Proceedings Article | 23 September 2009
KEYWORDS: Birefringence, Thin films, Heat treatments, Crystals, Oxygen, Immersion lithography, Doping, Tantalum, Photomasks, Sputter deposition
According to the semiconductor technology roadmap, immersion lithography is emerging for 32 nm and below
technology. Therefore, immersion lithography requires new process parameters such as high refractive index fluid,
stepper, resist, and birefringence. A lot of research for those items has been done, and the components and materials of
thin film used blankmask have become more important. The birefringence of thin film is an especially essential issue
for the development of advanced technology. Accordingly, we studied birefringence with thin film characteristics.

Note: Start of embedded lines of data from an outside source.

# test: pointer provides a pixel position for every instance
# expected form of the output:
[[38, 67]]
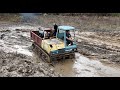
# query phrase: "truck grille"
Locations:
[[61, 50]]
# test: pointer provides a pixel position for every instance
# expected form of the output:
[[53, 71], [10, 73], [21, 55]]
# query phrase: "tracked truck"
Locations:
[[50, 47]]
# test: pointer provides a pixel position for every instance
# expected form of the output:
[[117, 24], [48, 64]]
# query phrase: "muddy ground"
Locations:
[[98, 47]]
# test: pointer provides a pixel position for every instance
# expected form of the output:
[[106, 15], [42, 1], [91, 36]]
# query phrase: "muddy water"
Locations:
[[84, 67], [79, 67]]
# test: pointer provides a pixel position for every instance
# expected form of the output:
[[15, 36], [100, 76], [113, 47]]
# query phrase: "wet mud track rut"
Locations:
[[18, 59]]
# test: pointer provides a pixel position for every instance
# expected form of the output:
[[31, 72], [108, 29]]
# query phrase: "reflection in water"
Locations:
[[84, 67]]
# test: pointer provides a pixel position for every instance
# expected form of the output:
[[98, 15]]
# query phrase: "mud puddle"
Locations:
[[85, 67]]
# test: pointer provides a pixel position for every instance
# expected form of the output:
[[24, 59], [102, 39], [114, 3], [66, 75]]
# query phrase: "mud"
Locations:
[[98, 49]]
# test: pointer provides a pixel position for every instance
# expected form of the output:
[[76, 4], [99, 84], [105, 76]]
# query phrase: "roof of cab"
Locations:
[[66, 28]]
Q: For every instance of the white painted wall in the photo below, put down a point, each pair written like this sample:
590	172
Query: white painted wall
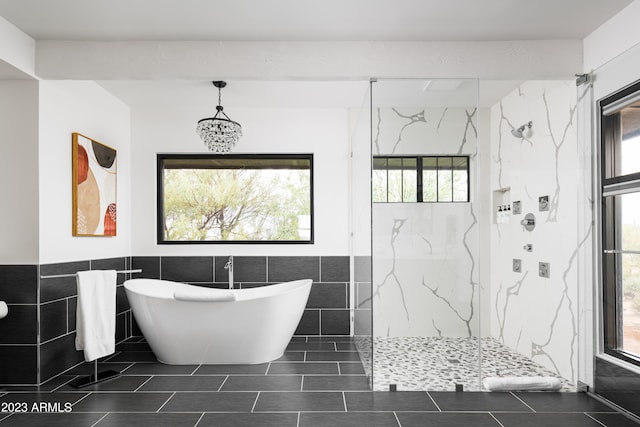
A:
255	60
617	35
17	48
66	107
323	132
19	171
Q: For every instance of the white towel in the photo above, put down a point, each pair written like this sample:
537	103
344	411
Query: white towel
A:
204	295
96	313
521	383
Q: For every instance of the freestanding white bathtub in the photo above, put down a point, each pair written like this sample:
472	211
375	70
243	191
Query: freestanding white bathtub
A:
189	325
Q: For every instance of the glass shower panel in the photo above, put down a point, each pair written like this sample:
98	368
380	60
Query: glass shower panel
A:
424	268
362	178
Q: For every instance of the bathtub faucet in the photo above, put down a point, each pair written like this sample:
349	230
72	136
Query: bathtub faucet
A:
229	266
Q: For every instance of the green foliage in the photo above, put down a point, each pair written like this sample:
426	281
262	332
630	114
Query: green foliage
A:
234	204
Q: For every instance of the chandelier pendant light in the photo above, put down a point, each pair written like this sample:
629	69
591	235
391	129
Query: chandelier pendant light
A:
219	133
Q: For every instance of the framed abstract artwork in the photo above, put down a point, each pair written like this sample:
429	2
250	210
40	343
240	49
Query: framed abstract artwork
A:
94	187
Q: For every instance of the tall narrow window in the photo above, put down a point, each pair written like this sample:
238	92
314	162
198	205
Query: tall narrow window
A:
620	194
235	198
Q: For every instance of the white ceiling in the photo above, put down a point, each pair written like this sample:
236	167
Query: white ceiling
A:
299	20
326	20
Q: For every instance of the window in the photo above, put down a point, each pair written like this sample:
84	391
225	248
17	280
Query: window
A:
620	194
420	179
235	198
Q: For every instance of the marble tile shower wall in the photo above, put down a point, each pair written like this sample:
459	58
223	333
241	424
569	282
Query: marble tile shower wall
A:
327	312
425	275
537	316
37	338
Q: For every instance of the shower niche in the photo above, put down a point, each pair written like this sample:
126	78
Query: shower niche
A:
502	208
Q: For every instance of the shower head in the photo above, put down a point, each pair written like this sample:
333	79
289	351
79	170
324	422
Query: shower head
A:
519	133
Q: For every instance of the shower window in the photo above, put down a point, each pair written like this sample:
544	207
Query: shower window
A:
620	192
420	179
235	198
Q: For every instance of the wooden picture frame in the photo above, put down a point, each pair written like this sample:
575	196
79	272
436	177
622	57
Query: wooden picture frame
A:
94	171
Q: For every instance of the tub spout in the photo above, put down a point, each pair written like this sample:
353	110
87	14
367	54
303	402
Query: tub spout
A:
229	266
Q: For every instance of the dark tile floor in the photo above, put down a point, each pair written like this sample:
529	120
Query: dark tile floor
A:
318	382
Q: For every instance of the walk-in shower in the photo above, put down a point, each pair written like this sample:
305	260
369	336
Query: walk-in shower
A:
427	316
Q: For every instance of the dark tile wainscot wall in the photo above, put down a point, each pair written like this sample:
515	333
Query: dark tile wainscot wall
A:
618	385
19	330
37	338
327	312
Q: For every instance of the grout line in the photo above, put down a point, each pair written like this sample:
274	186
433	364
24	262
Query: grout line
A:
223	382
98	422
167	401
434	402
599	422
255	402
82	398
199	419
63	384
492	416
397	419
523	402
141	385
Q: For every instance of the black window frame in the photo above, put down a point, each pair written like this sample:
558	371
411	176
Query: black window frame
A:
419	159
161	157
613	183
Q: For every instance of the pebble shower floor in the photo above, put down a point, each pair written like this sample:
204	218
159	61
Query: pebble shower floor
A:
438	363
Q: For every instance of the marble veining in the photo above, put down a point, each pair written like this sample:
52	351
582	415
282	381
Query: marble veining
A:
469	124
510	292
537	316
555	199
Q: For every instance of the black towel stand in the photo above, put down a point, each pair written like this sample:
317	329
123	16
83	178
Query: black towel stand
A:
97	377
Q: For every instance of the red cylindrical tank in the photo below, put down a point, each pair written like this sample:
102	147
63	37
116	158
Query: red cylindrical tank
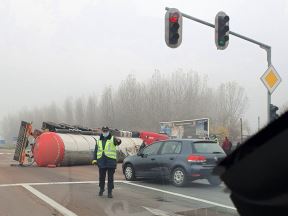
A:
48	149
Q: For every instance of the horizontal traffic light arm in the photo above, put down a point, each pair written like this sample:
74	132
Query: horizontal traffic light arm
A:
262	45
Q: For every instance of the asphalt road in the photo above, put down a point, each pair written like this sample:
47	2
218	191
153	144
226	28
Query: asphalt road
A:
73	191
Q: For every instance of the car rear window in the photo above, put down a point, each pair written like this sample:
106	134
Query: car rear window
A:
206	148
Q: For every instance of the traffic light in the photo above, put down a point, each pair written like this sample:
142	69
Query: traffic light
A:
221	30
173	28
273	112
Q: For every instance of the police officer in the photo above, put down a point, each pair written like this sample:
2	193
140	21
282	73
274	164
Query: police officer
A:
105	156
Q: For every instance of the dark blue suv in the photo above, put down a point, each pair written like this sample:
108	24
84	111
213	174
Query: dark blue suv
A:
179	160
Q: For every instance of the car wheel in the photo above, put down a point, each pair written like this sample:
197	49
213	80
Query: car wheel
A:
214	180
129	173
179	177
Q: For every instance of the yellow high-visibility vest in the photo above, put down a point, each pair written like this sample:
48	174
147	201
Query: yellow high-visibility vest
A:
109	151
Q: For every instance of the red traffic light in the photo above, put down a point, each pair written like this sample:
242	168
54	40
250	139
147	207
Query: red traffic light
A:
174	17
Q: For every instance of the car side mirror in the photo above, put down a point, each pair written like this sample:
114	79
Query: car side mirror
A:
140	154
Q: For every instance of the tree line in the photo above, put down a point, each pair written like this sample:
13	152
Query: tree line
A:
141	105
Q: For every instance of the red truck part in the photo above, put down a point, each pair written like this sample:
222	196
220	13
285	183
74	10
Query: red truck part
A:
150	137
56	149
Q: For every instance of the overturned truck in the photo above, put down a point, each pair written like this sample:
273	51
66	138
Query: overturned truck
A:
66	145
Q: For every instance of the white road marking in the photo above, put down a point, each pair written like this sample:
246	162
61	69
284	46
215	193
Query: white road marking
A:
158	212
49	201
120	181
182	195
54	183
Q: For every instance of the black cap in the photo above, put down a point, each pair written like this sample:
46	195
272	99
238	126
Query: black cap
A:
105	128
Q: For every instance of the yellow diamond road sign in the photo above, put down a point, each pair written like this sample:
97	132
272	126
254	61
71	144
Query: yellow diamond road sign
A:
271	79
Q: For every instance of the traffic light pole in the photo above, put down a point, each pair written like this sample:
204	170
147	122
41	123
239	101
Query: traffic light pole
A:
262	45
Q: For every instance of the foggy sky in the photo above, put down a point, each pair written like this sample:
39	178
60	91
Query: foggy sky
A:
52	49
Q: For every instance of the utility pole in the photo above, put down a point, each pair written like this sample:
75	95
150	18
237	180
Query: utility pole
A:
241	130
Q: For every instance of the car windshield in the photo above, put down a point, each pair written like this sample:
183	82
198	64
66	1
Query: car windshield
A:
207	148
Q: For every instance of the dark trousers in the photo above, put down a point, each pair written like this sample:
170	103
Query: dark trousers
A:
102	177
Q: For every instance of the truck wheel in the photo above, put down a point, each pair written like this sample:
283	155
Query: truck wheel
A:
214	180
129	173
179	177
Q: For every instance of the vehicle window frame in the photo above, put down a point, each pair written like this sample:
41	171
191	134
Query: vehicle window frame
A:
163	144
194	151
157	153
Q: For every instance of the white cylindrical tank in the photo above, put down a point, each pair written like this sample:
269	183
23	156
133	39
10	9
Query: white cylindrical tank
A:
75	149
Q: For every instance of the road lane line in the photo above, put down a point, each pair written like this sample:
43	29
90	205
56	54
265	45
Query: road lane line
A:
55	183
182	195
49	201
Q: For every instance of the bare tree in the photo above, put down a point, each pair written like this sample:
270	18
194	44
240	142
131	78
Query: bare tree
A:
107	108
92	111
68	111
79	111
230	106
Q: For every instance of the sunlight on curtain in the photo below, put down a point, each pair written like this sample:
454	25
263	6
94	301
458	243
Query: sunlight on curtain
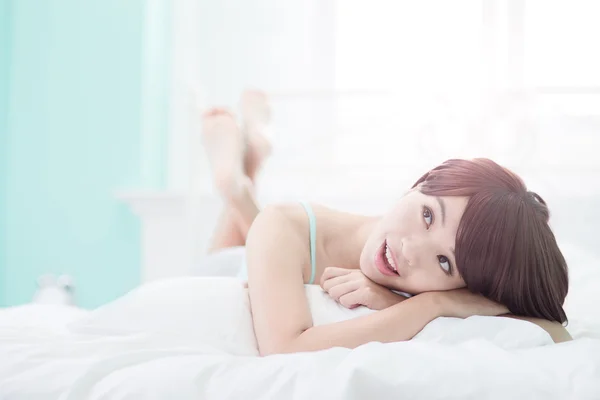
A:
424	81
369	95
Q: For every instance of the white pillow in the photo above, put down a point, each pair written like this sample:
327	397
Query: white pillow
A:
216	311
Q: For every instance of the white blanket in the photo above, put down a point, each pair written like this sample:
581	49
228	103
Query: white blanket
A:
51	360
166	341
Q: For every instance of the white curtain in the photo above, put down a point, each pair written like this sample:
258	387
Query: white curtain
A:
369	95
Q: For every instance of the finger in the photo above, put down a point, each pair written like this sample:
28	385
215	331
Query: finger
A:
338	291
352	299
332	272
336	280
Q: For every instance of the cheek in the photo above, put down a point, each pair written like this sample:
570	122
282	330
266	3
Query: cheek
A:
427	281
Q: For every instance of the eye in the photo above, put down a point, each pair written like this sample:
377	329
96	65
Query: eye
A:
427	216
445	264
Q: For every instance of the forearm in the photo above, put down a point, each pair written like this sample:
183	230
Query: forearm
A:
399	322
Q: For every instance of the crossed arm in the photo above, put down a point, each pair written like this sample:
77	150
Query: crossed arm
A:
281	315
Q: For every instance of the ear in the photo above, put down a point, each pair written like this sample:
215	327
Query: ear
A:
66	282
45	280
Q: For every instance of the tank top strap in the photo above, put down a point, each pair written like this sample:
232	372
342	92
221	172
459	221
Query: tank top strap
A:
312	232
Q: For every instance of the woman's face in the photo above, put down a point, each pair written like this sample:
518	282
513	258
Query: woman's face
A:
411	248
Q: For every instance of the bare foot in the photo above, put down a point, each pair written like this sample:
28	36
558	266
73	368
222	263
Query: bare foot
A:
224	144
256	115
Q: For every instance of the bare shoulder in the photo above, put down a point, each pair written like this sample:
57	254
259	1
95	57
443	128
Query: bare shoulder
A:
557	332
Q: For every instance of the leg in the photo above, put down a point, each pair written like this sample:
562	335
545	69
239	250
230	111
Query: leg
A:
224	143
256	114
227	233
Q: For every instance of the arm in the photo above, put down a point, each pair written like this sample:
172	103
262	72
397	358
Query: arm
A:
277	258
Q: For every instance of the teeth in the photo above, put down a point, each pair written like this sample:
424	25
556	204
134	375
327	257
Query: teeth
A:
388	255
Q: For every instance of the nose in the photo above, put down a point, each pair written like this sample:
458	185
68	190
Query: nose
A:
413	249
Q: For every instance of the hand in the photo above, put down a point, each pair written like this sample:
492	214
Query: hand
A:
351	288
461	303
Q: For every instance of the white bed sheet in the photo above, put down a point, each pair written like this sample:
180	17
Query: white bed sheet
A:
41	359
47	362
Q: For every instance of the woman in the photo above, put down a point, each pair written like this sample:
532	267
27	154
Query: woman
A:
465	224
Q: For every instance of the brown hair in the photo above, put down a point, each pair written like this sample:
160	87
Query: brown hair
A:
505	249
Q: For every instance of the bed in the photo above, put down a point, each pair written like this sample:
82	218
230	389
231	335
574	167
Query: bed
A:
43	357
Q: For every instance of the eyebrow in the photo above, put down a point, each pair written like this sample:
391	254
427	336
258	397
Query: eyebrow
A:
443	208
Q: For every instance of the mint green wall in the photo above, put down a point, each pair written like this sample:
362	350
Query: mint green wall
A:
5	13
74	139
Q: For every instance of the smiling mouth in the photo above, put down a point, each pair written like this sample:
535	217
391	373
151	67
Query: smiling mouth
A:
385	261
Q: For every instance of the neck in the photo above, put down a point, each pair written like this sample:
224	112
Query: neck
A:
347	245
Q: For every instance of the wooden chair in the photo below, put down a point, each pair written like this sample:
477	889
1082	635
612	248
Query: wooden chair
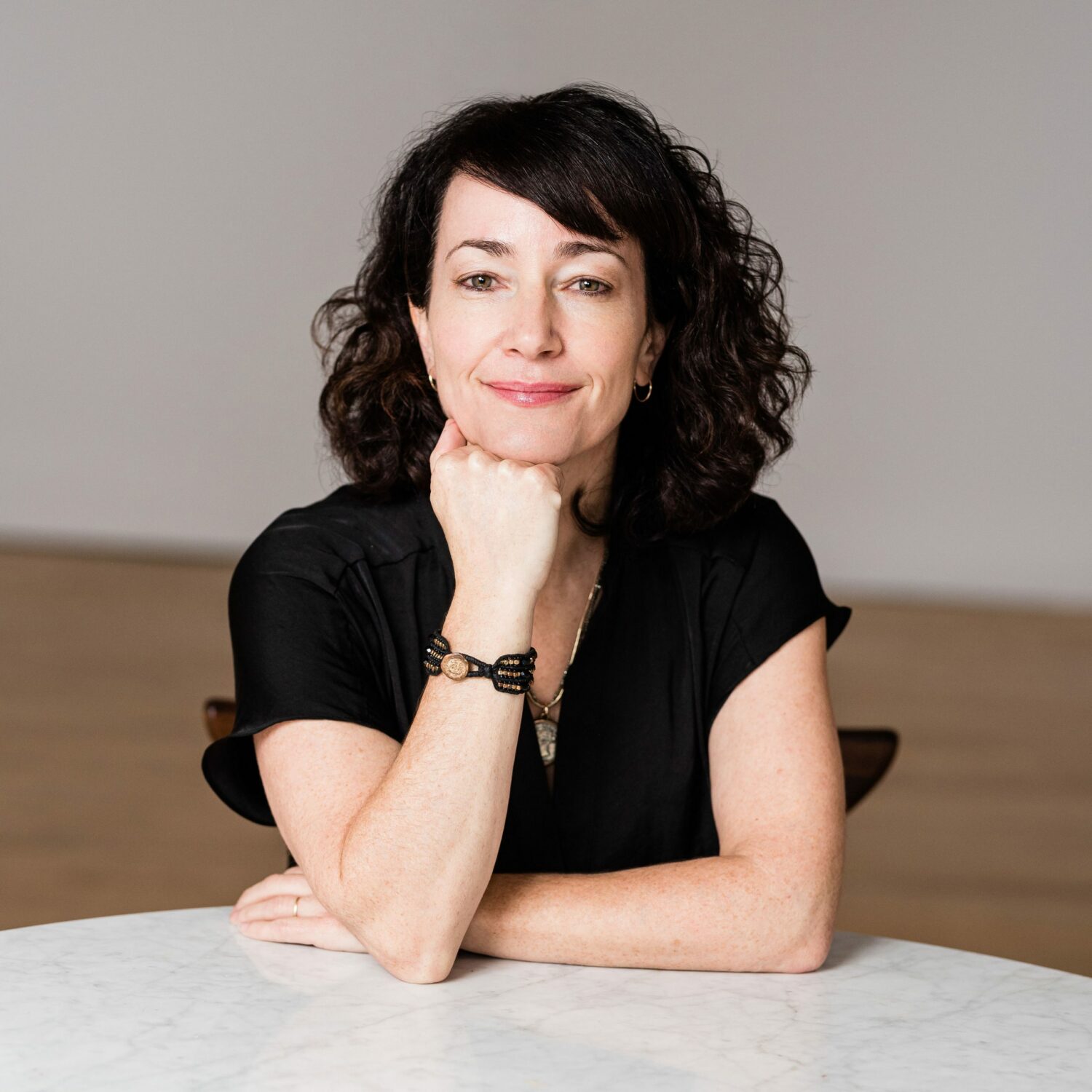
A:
866	753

Having a transmittance of 6% at 193 nm, six different kinds of molybdenum silicon-based thin films were prepared
by DC magnetron sputter. The thin films were deposited on 6.3 mm thick quartz using O2, N2, CH4 and CO2 reactive
gasses. We studied the effects of thin film composition, substrate, heat treatment, and dopant in this paper. First, we
measured the birefringence as thin film composition and substrate by the 250AT Exicor system. We studied the effect
of reactive gas flow rate and types on birefringence, and we selected thin film material adaptable to reduce the
birefringence from the above results. Next, we doped the transition metal to the selected materials to decrease the
birefringence. Then we did heat treatment to the thin films by using rapid thermal process (RTP) to further reduce the
birefringence. According to the results, we confirmed that the birefringence was influenced by thin film composition
and it was controlled by the tuning of thin film composition, dopants, and heat treatment. Next, we analyzed the
intensity of crystal state and density of thin films by using x-ray diffractometer (XRD) and x-ray refractometer (XRR).
Finally, we analyzed the thin film characteristics by using various analytic tools.